Lessons learned while starting reliability from scratch
The most original presentation at Leading Reliability 2024 was delivered by Tommy Qualls and Brandon Lewis of McKee Foods. Having begun their reliability journey from scratch five years ago – no puzzle pieces, no picture, and no box – they used their conference presentation as a therapy session, one interviewing the other complete with psychiatrists’ couch and note pad.
“McKee had a very reactive culture, firefighting daily, all of that good stuff,” said Qualls. “Five-six years ago we made a decision that we were going to try to move toward that proactive realm of maintenance.
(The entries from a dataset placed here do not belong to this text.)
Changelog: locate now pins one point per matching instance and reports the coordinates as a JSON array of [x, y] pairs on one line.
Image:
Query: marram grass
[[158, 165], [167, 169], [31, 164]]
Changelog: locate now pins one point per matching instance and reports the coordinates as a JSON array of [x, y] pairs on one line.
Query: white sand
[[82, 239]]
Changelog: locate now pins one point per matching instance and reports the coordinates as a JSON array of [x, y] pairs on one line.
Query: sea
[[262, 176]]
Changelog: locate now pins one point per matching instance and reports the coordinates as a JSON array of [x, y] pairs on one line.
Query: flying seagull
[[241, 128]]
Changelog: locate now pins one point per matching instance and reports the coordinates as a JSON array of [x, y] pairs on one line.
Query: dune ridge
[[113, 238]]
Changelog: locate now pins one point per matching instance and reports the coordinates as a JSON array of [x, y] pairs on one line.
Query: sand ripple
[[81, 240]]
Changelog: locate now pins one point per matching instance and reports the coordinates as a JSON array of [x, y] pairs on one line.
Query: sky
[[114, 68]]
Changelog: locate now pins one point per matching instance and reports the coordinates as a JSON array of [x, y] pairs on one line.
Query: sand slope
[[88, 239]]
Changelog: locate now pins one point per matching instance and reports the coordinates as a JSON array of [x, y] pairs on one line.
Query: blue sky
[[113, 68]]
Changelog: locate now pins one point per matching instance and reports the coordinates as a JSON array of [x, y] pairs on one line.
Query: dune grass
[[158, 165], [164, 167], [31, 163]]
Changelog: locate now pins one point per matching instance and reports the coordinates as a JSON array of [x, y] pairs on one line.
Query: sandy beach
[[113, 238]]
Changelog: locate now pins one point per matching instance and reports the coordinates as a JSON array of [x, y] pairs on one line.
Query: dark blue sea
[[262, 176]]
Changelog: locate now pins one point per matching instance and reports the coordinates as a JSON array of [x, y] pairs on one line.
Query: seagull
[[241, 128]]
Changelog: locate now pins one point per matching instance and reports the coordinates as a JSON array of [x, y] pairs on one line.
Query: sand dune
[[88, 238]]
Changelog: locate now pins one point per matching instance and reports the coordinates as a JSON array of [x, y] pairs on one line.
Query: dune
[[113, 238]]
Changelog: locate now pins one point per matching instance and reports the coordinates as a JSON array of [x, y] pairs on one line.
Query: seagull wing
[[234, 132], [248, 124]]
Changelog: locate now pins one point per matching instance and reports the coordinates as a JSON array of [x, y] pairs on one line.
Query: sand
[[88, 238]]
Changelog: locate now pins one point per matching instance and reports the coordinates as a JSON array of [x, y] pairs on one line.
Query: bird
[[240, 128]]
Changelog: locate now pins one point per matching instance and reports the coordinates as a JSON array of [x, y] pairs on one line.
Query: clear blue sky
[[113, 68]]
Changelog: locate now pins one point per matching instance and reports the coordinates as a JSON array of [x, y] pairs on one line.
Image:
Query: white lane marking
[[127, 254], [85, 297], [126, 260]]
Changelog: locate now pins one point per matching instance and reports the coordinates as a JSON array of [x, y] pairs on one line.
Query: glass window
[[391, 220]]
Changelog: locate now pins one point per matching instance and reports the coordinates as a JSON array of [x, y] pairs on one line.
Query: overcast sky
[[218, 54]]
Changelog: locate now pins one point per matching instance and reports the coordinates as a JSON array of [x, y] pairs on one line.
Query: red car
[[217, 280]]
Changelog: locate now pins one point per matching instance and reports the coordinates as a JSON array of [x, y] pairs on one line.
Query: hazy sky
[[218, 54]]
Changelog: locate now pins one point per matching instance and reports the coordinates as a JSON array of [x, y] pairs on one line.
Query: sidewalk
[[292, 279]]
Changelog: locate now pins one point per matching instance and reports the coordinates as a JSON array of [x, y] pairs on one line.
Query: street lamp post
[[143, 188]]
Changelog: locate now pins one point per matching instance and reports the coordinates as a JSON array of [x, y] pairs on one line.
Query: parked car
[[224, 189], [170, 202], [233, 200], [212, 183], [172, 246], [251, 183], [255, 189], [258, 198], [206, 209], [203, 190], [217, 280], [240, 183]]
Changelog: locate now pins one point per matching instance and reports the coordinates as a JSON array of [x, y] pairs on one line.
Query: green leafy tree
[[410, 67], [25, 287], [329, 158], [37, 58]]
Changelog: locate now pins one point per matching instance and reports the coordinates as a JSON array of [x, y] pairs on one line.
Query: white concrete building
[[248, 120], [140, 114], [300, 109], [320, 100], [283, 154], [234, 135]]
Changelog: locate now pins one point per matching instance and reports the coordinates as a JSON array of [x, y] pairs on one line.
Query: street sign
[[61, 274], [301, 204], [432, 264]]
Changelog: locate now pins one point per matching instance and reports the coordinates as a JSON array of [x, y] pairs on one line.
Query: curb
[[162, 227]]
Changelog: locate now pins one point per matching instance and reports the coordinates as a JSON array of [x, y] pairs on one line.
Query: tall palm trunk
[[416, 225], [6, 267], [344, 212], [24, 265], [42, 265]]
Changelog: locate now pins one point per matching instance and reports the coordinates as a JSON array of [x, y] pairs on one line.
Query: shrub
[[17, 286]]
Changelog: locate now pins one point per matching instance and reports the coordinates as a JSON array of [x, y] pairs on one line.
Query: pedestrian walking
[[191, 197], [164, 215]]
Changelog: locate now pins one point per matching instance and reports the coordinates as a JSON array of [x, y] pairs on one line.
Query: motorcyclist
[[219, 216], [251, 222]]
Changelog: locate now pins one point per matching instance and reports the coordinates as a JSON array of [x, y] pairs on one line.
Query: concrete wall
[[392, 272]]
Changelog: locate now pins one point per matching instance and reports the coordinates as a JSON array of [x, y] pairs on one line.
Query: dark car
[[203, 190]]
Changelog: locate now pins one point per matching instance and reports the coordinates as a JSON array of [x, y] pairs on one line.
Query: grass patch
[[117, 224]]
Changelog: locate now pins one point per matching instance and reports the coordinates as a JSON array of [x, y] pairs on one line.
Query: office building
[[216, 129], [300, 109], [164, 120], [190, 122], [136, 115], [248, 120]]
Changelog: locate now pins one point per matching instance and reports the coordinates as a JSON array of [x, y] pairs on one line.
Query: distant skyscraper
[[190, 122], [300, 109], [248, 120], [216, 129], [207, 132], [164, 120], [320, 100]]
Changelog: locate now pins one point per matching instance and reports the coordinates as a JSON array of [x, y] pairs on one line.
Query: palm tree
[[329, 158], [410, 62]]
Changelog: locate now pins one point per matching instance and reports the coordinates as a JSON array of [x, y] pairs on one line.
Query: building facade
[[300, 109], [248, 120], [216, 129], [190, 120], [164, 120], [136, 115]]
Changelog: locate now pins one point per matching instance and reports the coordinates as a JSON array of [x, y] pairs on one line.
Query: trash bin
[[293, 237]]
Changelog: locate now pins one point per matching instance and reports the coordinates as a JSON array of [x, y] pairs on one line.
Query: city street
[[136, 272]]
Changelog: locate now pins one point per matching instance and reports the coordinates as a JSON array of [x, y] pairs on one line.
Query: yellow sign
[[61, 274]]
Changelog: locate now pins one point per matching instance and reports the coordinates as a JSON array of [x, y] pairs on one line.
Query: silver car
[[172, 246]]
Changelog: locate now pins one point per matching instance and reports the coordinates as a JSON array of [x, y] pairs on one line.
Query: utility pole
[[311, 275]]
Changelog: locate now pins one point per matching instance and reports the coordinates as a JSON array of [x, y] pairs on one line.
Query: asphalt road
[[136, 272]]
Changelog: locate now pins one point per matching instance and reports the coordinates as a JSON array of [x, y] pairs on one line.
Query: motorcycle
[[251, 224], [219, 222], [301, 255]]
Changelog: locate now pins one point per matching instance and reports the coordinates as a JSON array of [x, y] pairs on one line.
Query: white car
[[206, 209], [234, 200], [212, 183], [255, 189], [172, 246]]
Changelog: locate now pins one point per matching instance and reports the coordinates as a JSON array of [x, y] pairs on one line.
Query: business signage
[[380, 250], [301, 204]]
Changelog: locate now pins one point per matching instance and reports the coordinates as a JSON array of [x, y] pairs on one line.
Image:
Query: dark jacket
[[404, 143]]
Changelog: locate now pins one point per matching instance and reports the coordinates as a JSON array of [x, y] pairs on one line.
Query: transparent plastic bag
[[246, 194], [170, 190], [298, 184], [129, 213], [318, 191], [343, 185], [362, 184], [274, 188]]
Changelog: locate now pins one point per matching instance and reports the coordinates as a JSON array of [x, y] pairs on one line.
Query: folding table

We had virtually none of the processes that we're going to talk about today.”
Highlights from their therapy session included:
- Building a reliability program without additional headcount – “It was a very stressful situation, but we wound up making some of the hard calls,” said Qualls. “We decided, hey, we believe in this stuff so much that we'll pull some techs off the floor to fill positions that we have on this org chart and we will prove that it's important.”
- Implementing precision maintenance – “When we sent out job plans with precision methods in them, the techs didn’t understand why it's important to do things in a precision way,” said Qualls. “It took us a while to get that across to the crews, and for them to really buy into it. They’re slowly coming around, but we're still not there yet.”
- Implementing predictive maintenance – “We did not establish a PdM program and push out a bunch of remote sensors and say, ‘let us know when an asset is going bad.’ We really built it from the ground up,” emphasized Lewis. “We took headcount from the crews, we knew what everyone was going to be responsible for, what they were going to be required to do, and we got all of our PdM techs level one certified within the first year”
- Changing the expectations of leadership – “We didn't realize up front the skill set that our current supervision had. They got to where they were at because they lived in that reactive culture and they were really good at it,” observed Qualls. “We had to step back and start thinking, did we ever really train them? Did we ever really teach them what reliability is? Did we ever teach them how leading was going to be different in a proactive realm?”
Through a combination of traditional consulting, iBL Blended Learning, and face to face education from Eruditio, Qualls and Lewis were able to begin the long process of educating and then changing the culture at McKee. “This hybrid approach drove ownership of maintenance improvement and allowed for the development of site leaders,” added Isenhour. “They are truly champions now, able to identify and fill in the missing pieces of their reliability program, and are continuously improving performance and long term viability for both facilities.”